Oleh Drs. Abu Bakar
Di dalam Kitab Fiqhus Sunnah - tentu saja di kitab-kitab fiqih lainnya - dijelaskan, adab buang air besar (dan atau buang air kecil) berikutnya adalah :
12. Janganlah seseorang istinja (cebok/membersihkan kotoran pada dubur atau qubul setelah buang hajat) dengan menggunakan tangan kanannya untuk menyentuh segala kotoran.
Hal tersebut didasari hadits yang bersumber dari 'Abdurrahman bin Zaid, ia berkata : "Salman r.a. ditanya :
قد علمكم نبيكم كل شيء حتى الخراءة ؟ فقال سلمان : أجل ...نهانا أن نستقبل القبلة بغائط أو ببول ، نستنجي باليمين ، أو يستنجي احدنا باقل بثلاثة أحجار ، وأن لا يستنجي برجيع أو بعظم .
(Qod 'allamakum nabiyyukum kulla syai-in hattal kharaa-ati. Fa qoola Salman : Ajal .....nahaanaa an nastaqbilal qiblata bi ghaa-ithin au bi baulin, nastanjiya bil yamiini, au yastanjiya ahadunaa bi aqolla min tsalaatsati ahjaarin, wa allaa yastanjiya bi rojii-'in au bi 'azhmin)
Artinya :
"Sungguh Nabimu telah mengajari kamu segala sesuatu (malah) sampai-sampai mengenai (cara membersihkan) kotoran manusia ?". Salman menjawab : "Ya betul ..., Beliau (Nabi SAW) melarang kita untuk menghadap (ke arah) qiblat untuk buang air besar atau buang air kecil, (melarang kita) untuk istinja (bercebok) dengan (menggunakan) tangan kanan, atau (Beliau melarang) salah seorang diantara kita istinja kurang dari 3 buah batu, dan (Beliau melarang) beristinja (cecebok) dengan kotoran hewan atau dengan tulang". (HR. Muslim, Abu Dawud dan Tirmidzy dari 'Abdurrahman bin Zaid r.a.)
Hadits lain :
أن النبي صلى الله عليه وسلم كان يجعل يمينه لأ كله وشربه وثيابه واخذه وعطائه ، وشماله لما سوى ذلك .
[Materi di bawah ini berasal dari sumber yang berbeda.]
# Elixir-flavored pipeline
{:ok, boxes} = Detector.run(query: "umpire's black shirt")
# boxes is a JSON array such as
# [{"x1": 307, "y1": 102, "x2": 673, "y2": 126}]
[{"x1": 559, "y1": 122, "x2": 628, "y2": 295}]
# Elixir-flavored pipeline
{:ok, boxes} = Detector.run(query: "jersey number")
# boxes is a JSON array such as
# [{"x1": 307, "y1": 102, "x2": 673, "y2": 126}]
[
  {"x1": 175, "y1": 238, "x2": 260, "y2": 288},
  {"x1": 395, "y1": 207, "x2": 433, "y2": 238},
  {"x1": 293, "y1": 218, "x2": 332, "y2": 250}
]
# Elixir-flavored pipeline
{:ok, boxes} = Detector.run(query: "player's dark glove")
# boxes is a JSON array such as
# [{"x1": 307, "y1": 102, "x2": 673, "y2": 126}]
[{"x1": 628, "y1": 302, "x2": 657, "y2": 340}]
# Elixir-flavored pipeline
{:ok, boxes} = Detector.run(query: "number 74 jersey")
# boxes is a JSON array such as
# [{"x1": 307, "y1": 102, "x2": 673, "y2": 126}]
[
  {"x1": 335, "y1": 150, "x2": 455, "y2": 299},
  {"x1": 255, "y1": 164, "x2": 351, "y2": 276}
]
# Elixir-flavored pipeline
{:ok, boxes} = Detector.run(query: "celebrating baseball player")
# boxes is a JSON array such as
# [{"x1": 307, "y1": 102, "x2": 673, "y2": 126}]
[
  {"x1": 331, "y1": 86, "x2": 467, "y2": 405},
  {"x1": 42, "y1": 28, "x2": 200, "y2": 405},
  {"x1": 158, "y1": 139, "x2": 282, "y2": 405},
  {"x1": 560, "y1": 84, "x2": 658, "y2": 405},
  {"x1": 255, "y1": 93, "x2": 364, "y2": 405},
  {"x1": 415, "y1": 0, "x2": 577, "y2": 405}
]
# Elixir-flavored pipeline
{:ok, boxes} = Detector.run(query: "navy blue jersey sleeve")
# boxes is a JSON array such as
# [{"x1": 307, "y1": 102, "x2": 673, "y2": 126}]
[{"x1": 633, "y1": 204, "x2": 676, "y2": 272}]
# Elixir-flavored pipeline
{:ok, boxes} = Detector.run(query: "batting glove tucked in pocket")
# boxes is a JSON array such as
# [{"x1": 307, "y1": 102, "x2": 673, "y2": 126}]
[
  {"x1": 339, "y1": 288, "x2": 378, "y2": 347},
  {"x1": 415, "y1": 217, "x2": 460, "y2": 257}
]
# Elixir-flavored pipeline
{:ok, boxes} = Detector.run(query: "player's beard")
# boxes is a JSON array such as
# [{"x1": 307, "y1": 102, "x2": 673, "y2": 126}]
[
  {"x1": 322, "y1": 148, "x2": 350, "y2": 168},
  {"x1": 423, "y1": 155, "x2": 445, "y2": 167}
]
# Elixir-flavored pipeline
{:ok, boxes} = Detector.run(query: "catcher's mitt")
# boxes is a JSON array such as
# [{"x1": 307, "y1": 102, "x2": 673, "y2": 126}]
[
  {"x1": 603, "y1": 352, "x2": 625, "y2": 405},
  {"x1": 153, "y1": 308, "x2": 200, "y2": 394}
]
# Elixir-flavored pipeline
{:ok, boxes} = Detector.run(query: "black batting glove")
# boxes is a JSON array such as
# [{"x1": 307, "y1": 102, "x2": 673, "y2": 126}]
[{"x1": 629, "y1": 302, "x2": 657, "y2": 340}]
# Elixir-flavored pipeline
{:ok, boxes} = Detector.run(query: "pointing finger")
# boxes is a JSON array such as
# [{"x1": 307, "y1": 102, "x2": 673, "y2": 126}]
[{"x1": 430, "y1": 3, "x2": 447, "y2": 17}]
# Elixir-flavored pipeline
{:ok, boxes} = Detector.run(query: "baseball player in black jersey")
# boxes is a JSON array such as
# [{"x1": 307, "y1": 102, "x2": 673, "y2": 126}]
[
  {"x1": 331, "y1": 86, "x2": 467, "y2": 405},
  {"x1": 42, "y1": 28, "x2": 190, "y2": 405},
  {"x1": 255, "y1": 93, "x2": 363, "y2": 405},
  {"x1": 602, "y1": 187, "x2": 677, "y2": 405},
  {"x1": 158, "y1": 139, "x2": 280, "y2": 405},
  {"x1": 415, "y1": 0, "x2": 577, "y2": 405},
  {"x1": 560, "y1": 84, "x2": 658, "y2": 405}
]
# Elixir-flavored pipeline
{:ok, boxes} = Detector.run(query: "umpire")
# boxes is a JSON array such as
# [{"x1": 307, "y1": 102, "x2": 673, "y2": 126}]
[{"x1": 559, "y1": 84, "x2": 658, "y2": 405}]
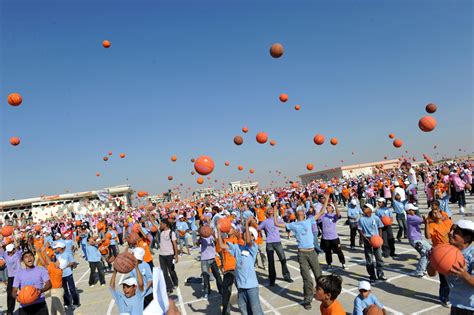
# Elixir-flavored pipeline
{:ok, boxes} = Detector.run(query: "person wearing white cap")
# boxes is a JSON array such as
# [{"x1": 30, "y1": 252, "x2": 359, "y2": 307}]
[
  {"x1": 110, "y1": 264, "x2": 146, "y2": 315},
  {"x1": 53, "y1": 241, "x2": 81, "y2": 310},
  {"x1": 176, "y1": 214, "x2": 191, "y2": 256},
  {"x1": 347, "y1": 198, "x2": 363, "y2": 249},
  {"x1": 352, "y1": 281, "x2": 386, "y2": 315},
  {"x1": 3, "y1": 243, "x2": 23, "y2": 315},
  {"x1": 217, "y1": 217, "x2": 263, "y2": 315},
  {"x1": 358, "y1": 203, "x2": 387, "y2": 282},
  {"x1": 375, "y1": 197, "x2": 396, "y2": 258},
  {"x1": 392, "y1": 194, "x2": 408, "y2": 242},
  {"x1": 428, "y1": 220, "x2": 474, "y2": 315},
  {"x1": 130, "y1": 247, "x2": 153, "y2": 309},
  {"x1": 405, "y1": 203, "x2": 431, "y2": 277}
]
(Annan Nabiyaa Shallallaahu 'alaihi wa sallama kaana yaj'alu yamiinahu li aklihi wa syurbihi wa tsiyaabihi wa akhdzihi wa 'athoo-ihi. Wa syimaaluhu limaa siwaa dzaalika)
Artinya :
"Sesungguhnya Nabi SAW adalah menjadikan (menggunakan) tangan kanannya untuk : makan, minum, memakai pakaian, mengambil (sesuatu) dan menyerahkan / memberikan (sesuatu). Sementara tangan kirinya (Beliau gunakan) untuk selain itu". (HR. Ahmad, Abu Dawud, Ibnu Majah, Ibnu Hibban, Hakim dan Baihaqy dari Hafshah r.a.)
Kiranya cukup jelas bagi pembaca, konten dari dua hadits di atas. Karena itu tidak perlu disimpulkan lagi.
Demikian, semoga bermanfaat. Baarokallaahu fiikum.
Sumber bacaan :
1. Fiqhus Sunnah, Syaikh Sayyid Sabiq, Jld.I, hal. 32-33.
2. Bulghul Marom dan Syarahnya, Subulussalam, Imam Ashshon'any.
3. Zaadul Ma'ad, Imam Ibnu Qoyyim Al Jauziyah.
4. Fiqih Islam, H. Sulaiman Rasyid.
5. Fiqih-fiqih Produk Tarjih dan Fiqih Rekom Majlis Tarjih, dll.